Looks good to my inexperienced eye. Lol. One thing I have noticed about the java fern is that it needs a little nutrients in the water column, or it will grow really slow. Just something to think about.


----------



## jerilovesfrogs (Nov 29, 2010)

yeah java fern grows kind of slowly haha. i have a bunch of it in my edge, with 2 adf's....and i don't dose anything in that tank because of the frogs. they take in things through their skin...and i don't want to risk anything. so while the ferns have been growing well with nothing.....perhaps they would grow faster with some nutrients. but i'm happy with how they've been growing for many months. =]


----------



## cableguy69846 (Feb 7, 2011)

jerilovesfrogs said:


> yeah java fern grows kind of slowly haha. i have a bunch of it in my edge, with 2 adf's....and i don't dose anything in that tank because of the frogs. they take in things through their skin...and i don't want to risk anything. so while the ferns have been growing well with nothing.....perhaps they would grow faster with some nutrients. but i'm happy with how they've been growing for many months. =]

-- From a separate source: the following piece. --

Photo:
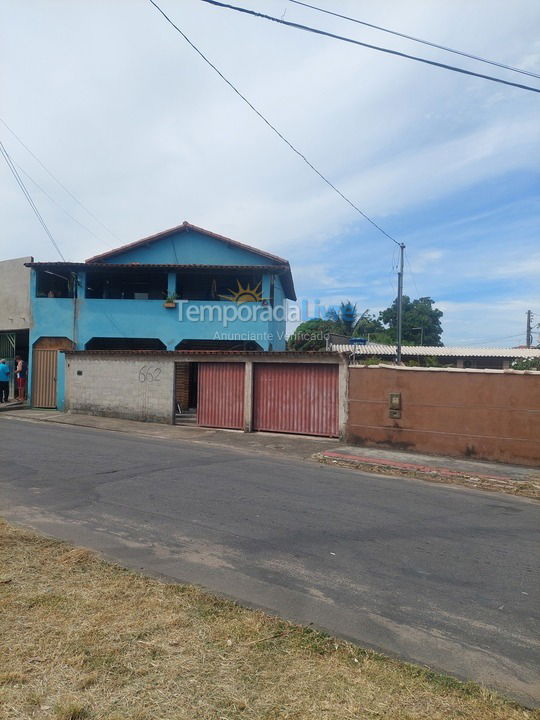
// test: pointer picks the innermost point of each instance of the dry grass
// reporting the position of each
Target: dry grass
(82, 639)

I need to find out your secret. Mine grow slow, and the leaves brown and rot really fast. I don't know what it is. ADF's are awesome. I think I need more of them.


----------



## jerilovesfrogs (Nov 29, 2010)

haha, idk what my secret is. i had some of it in with some tylo snails i had.....and i found out the hard way that they eat plants. i had no idea. they ruined a lot of my jfern. and hairgrass, and vals. luckily they left my huge wendtii alone. >.< but they have been rehomed....since the only tank that does not have plants in the cray tank. and they wouldn't last long in there. 

so yeah, but the tank where most of it is, is the Edge, and i hardly EVER turn the light on, ever. so the only light they get...and the anubias, is the light from my great room...which is a lot of light with all the windows. so i guess i have no clue what i do! once in a while i get rid of leaves that are brown. i thought i read somewhere they like to be pruned every now and then...to encourage more growth. not completely sure on that though. 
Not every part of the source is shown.